“God does not change, but He uses change – to change us. He sends us on journeys that bring us to the end of ourselves. We often feel out of control, yet if we embrace His leading, we may find ourselves on the ride of our lives.” – Jen Hatmaker
Just over six weeks ago, our family grew again with the birth of Caroline Elizabeth, so I am writing here in hopes of capturing the experience before time blurs the details. I am exhausted in every sense of the word, but I am also so deeply grateful for the sleepless nights and strong cries. They bring me to tears in all the right ways…a gift I could never have understood without my experience with Eliza and all its complications.

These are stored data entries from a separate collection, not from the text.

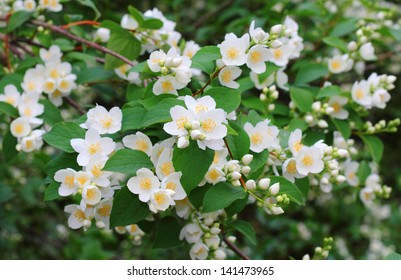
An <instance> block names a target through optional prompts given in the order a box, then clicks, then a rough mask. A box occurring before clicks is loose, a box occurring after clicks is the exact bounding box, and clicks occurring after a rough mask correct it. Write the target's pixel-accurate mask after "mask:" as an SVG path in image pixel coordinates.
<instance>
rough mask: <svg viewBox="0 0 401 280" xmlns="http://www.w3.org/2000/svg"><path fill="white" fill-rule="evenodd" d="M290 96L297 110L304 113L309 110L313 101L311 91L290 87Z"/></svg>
mask: <svg viewBox="0 0 401 280" xmlns="http://www.w3.org/2000/svg"><path fill="white" fill-rule="evenodd" d="M290 96H291V100H292V101H293V102H294V103H295V106H297V107H298V108H299V110H301V111H302V112H304V113H308V112H310V110H311V108H312V103H313V93H311V92H310V91H308V90H305V89H302V88H298V87H290Z"/></svg>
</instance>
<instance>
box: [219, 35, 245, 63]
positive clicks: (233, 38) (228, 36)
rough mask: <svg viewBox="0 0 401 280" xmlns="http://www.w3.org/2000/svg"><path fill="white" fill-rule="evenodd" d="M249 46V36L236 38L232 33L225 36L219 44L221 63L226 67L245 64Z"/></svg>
mask: <svg viewBox="0 0 401 280" xmlns="http://www.w3.org/2000/svg"><path fill="white" fill-rule="evenodd" d="M248 46H249V34H244V35H243V36H242V37H241V38H237V36H235V34H234V33H229V34H227V35H226V36H225V38H224V41H223V42H222V43H221V44H220V53H221V55H222V59H223V62H224V63H225V64H226V65H228V66H241V65H243V64H245V62H246V53H245V52H246V50H247V49H248Z"/></svg>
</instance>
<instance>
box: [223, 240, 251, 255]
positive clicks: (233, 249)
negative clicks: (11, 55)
mask: <svg viewBox="0 0 401 280" xmlns="http://www.w3.org/2000/svg"><path fill="white" fill-rule="evenodd" d="M223 241H224V242H225V243H226V244H227V246H228V247H230V249H231V250H233V251H234V252H235V253H236V254H237V255H238V256H239V257H240V258H241V259H243V260H250V258H249V257H248V256H247V255H245V254H244V253H243V252H242V251H241V250H240V249H238V247H237V246H235V245H234V244H233V243H231V242H230V241H229V240H228V239H227V237H224V238H223Z"/></svg>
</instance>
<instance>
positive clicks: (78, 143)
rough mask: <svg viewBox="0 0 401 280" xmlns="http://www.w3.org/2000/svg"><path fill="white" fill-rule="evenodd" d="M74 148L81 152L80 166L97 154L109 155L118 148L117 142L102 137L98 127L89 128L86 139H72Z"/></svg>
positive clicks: (78, 153)
mask: <svg viewBox="0 0 401 280" xmlns="http://www.w3.org/2000/svg"><path fill="white" fill-rule="evenodd" d="M71 146H72V148H73V149H74V150H75V151H76V152H77V153H78V154H79V155H78V157H77V162H78V164H79V165H80V166H85V165H87V164H88V163H89V160H90V159H91V158H92V157H93V156H95V155H98V154H99V155H105V156H108V155H109V154H111V153H112V152H113V151H114V149H115V148H116V143H114V141H113V139H111V138H109V137H103V138H101V137H100V135H99V132H98V131H97V130H96V129H93V128H91V129H89V130H88V131H87V132H86V134H85V139H78V138H74V139H71Z"/></svg>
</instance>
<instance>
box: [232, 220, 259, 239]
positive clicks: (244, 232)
mask: <svg viewBox="0 0 401 280" xmlns="http://www.w3.org/2000/svg"><path fill="white" fill-rule="evenodd" d="M231 225H232V227H233V228H235V229H236V230H238V231H239V232H240V233H242V234H243V235H244V236H245V237H246V238H247V239H248V240H249V242H251V243H252V244H253V245H256V234H255V229H254V228H253V226H252V225H251V224H250V223H248V222H246V221H243V220H236V221H235V222H233V223H232V224H231Z"/></svg>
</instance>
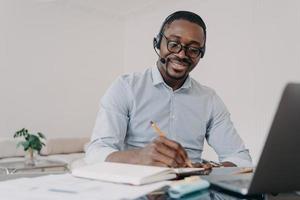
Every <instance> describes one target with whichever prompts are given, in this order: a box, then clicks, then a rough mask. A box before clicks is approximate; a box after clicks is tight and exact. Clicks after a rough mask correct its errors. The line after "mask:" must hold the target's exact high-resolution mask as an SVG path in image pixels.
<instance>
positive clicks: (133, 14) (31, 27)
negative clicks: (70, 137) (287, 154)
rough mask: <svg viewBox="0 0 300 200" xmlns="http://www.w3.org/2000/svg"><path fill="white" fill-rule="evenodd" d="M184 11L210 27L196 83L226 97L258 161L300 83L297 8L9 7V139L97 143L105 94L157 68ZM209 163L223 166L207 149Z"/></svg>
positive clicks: (164, 4) (210, 7)
mask: <svg viewBox="0 0 300 200" xmlns="http://www.w3.org/2000/svg"><path fill="white" fill-rule="evenodd" d="M177 10H189V11H193V12H196V13H198V14H199V15H200V16H201V17H202V18H203V19H204V21H205V22H206V24H207V44H206V46H207V50H206V55H205V56H204V58H203V59H202V60H200V62H199V64H198V66H197V67H196V68H195V70H194V71H193V72H192V74H191V75H192V77H193V78H194V79H196V80H197V81H199V82H200V83H202V84H204V85H207V86H209V87H212V88H214V89H215V90H216V92H217V93H218V94H219V95H220V96H221V98H222V99H223V101H224V102H225V104H226V105H227V107H228V109H229V111H230V112H231V116H232V120H233V122H234V124H235V126H236V129H237V130H238V132H239V134H240V135H241V137H242V138H243V140H244V141H245V143H246V145H247V147H248V148H249V149H250V153H251V155H252V157H253V160H254V163H256V162H257V159H258V157H259V154H260V150H261V148H262V146H263V144H264V141H265V138H266V134H267V133H268V131H269V128H270V124H271V122H272V119H273V115H274V113H275V109H276V107H277V104H278V102H279V98H280V95H281V92H282V89H283V87H284V86H285V84H286V83H287V82H290V81H293V82H300V56H299V52H300V39H299V35H300V1H298V0H286V1H283V0H243V1H240V0H227V1H222V0H185V1H180V0H164V1H160V0H126V1H122V0H109V1H108V0H101V1H99V0H0V138H12V135H13V133H14V132H15V131H16V130H18V129H21V128H23V127H26V128H28V129H30V130H33V131H40V132H43V133H45V134H46V135H47V136H48V138H51V137H53V138H55V137H86V136H90V134H91V132H92V129H93V126H94V122H95V118H96V113H97V111H98V105H99V100H100V98H101V96H102V95H103V94H104V92H105V90H106V89H107V88H108V87H109V85H110V84H111V82H112V81H113V80H115V79H116V78H117V77H118V76H120V75H121V74H124V73H129V72H133V71H143V70H144V69H146V68H148V67H153V66H155V62H156V60H157V55H156V54H155V52H154V50H153V47H152V40H153V37H154V36H156V34H157V32H158V31H159V29H160V26H161V24H162V22H163V20H164V19H165V17H167V16H168V15H169V14H170V13H172V12H174V11H177ZM204 157H205V158H207V159H212V160H214V159H216V155H215V153H214V151H213V150H212V149H210V148H209V147H208V146H207V145H206V149H205V152H204Z"/></svg>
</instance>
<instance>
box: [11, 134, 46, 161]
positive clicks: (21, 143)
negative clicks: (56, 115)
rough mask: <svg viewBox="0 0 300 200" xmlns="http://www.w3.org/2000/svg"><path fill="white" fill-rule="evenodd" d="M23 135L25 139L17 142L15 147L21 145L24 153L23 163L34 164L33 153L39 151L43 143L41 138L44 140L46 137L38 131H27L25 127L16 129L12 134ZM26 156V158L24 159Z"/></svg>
mask: <svg viewBox="0 0 300 200" xmlns="http://www.w3.org/2000/svg"><path fill="white" fill-rule="evenodd" d="M17 137H23V138H24V139H25V140H23V141H20V142H18V144H17V147H19V146H21V145H22V146H23V148H24V151H25V152H26V155H25V164H28V165H35V164H36V163H35V156H34V155H35V153H36V152H37V153H38V154H39V153H40V151H41V149H42V148H43V146H45V144H44V143H43V140H46V137H45V136H44V135H43V134H42V133H40V132H38V133H37V134H32V133H29V132H28V130H27V129H25V128H23V129H21V130H19V131H17V132H16V133H15V134H14V138H17ZM26 158H27V159H26Z"/></svg>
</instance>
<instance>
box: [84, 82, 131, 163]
mask: <svg viewBox="0 0 300 200" xmlns="http://www.w3.org/2000/svg"><path fill="white" fill-rule="evenodd" d="M129 93H130V90H129V87H128V84H127V83H126V81H125V80H123V79H122V78H119V79H117V80H116V81H115V82H114V83H113V84H112V86H111V87H110V88H109V89H108V90H107V91H106V93H105V94H104V96H103V97H102V99H101V103H100V109H99V112H98V114H97V118H96V123H95V127H94V129H93V133H92V137H91V141H90V143H89V145H88V147H87V151H86V155H85V161H86V162H87V163H89V164H91V163H96V162H103V161H104V160H105V159H106V157H107V156H108V155H109V154H111V153H112V152H115V151H120V150H123V147H124V139H125V136H126V131H127V124H128V120H129V117H128V116H129V107H130V97H131V96H130V95H129Z"/></svg>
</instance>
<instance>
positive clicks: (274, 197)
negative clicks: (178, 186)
mask: <svg viewBox="0 0 300 200" xmlns="http://www.w3.org/2000/svg"><path fill="white" fill-rule="evenodd" d="M166 190H167V187H165V188H162V189H161V190H157V191H155V192H152V193H150V194H148V195H146V196H143V197H140V198H138V199H136V200H170V199H171V198H170V197H168V195H167V193H166ZM182 199H184V200H198V199H199V200H300V195H297V194H296V193H287V194H278V195H276V196H274V195H271V194H267V195H258V196H249V197H245V196H241V195H237V194H233V193H230V192H227V191H224V190H220V189H217V188H213V187H211V188H209V189H208V190H206V191H204V192H197V193H195V194H192V195H188V196H186V197H185V198H182Z"/></svg>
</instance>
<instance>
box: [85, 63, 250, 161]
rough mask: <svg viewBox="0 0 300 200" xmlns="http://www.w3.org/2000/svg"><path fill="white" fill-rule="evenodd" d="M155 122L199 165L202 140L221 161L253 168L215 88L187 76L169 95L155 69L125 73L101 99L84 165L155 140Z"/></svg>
mask: <svg viewBox="0 0 300 200" xmlns="http://www.w3.org/2000/svg"><path fill="white" fill-rule="evenodd" d="M150 121H154V122H156V123H157V125H158V126H159V127H160V129H161V130H162V131H163V132H164V133H165V134H166V136H167V138H169V139H171V140H175V141H177V142H178V143H180V144H181V145H182V146H183V147H184V149H185V150H186V151H187V153H188V156H189V158H190V159H191V160H192V161H193V162H201V161H202V159H201V155H202V151H203V146H204V140H205V139H206V140H207V142H208V144H209V145H210V146H211V147H212V148H213V149H214V150H215V151H216V153H217V155H218V157H219V161H220V162H224V161H230V162H233V163H235V164H236V165H238V166H251V165H252V164H251V157H250V155H249V151H248V150H247V149H246V148H245V145H244V143H243V141H242V139H241V138H240V136H239V135H238V134H237V132H236V130H235V128H234V126H233V124H232V122H231V120H230V114H229V112H228V111H227V109H226V107H225V105H224V104H223V102H222V100H221V99H220V98H219V97H218V96H217V94H216V93H215V92H214V90H212V89H210V88H208V87H206V86H203V85H201V84H199V83H198V82H197V81H195V80H194V79H192V78H191V77H190V76H188V77H187V79H186V81H185V82H184V84H183V85H182V87H181V88H179V89H177V90H175V91H173V90H172V88H171V87H169V86H168V85H167V84H166V83H165V82H164V81H163V78H162V76H161V74H160V72H159V70H158V69H157V67H154V68H150V69H147V70H145V71H144V72H143V73H133V74H128V75H123V76H121V77H120V78H118V79H117V80H116V81H115V82H114V83H113V84H112V86H111V87H110V88H109V89H108V90H107V91H106V93H105V94H104V96H103V97H102V99H101V104H100V110H99V112H98V115H97V119H96V124H95V128H94V130H93V134H92V138H91V142H90V144H89V145H88V148H87V152H86V161H87V162H88V163H94V162H99V161H104V160H105V159H106V157H107V156H108V155H109V154H111V153H112V152H115V151H122V150H127V149H134V148H141V147H144V146H145V145H147V144H148V143H150V142H151V141H152V140H153V139H155V138H156V137H157V135H156V133H155V132H154V130H153V129H152V128H151V125H150Z"/></svg>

As I’ve said before, I was nervous going into Caroline’s birth and so hopeful it would happen on its own. When my water broke at 3am five days before her due date, I was thrilled. I felt like it was a sign it was all going to unfold without the medical interventions we had required before. And in the beginning, it did. But hours into the labor, two nurses came to tell me to move onto my side since the baby’s heart rate was dipping. Within minutes, another nurse arrived, along with the on-call OB from the hospital. I wanted so badly to remain calm, to trust that it was all going to be fine. Instead, I found myself unable to stop the tears from pooling into my oxygen mask. For the next several hours, it seemed as though my room was never empty of hospital staff.
Despite efforts to stop the contractions and give the baby a rest, I wasn’t responding as well as the doctors had hoped. I was given an early epidural and counseled on keeping an open mind to the safest options for me and baby. Suddenly, I was facing the very real possibility of surgery. And once again, I felt so desperately out of control, unable to protect this precious new life. This was the opposite of how I imagined this labor to go. Soon after, in a game-time decision between stopping my labor again or trying to deliver before her heart rate got too low, I was pushing. It was without my doctor, without my mom, and without any guarantee that it would all be okay. And then there she was. On my chest. Crying.
I still couldn’t trust it. I asked about her tone. I asked about her color. I asked about the strength of her cry. I wanted a guarantee I knew you can never really get. And then slowly, I let myself breathe again. And I let myself look at her…and look at Derrick. I felt the wave of relief wash over me until I was shaking in its wake, overwhelmed with gratitude and wonder.
The rest of our stay was like a dream (a good one this time). There were moments of pure joy, watching Derrick hold her for the first time or marveling at how quickly and eagerly she began to nurse. There were precious reunions with so many of the women who instrumentally carried us through our time in the NICU…the feeding specialist, the lactation consultant, the NICU nurses, the concierge, and even my labor and delivery recovery nurse. And of course, there was the chocolate cake I ate every day for more than five weeks that tasted exactly as good as I remembered.
But there was also the hallway…the one I stood in when Derrick and the nurse practitioner walked towards me without my baby Eliza. It was the strangest thing…making a coffee in the same exact machine I came to know so well and realizing where I stood. Remembering what happened there and feeling it so completely more than two years later. Every detail is still so painfully clear. Every. Single. One.
On our way out, the amazing nurse we had for both of our recovery days led us through the double doors and into the wing that was our home at the hospital. Our old room was occupied by a recovering family, and I was able to briefly glimpse inside as the new grandparents headed in. The entire wing that was so recently the back-up had been transformed into a spa-like retreat for parents fresh out of labor. But the fresh paint and marble countertops could not gloss over the vividness of my memories or the tears I shed there daily. It was a place of coming apart and coming together, and I will never forget it exactly as it was. My life changed there. I changed there.
And there I was in the same spot my world was rocked, standing on the precipice of yet another life-changing event. Our little unit had grown again, and we were embarking on a new journey as a family of five. We’re not far into it yet, but so far, it’s as crazy and exhausting and awe-inspiring as the last two. But the journey thus far is different because we are different. We are better at rolling with the punches, better at calling out all the good, and (I hope) wiser parents and kinder partners through the rollercoaster of this newborn stage. Eliza was the catalyst of that transformation, and I am so thankful for it. Because among all the lessons we’ve learned along the way, we know that this rollercoaster is just a part of what is without a doubt the ride of our lives.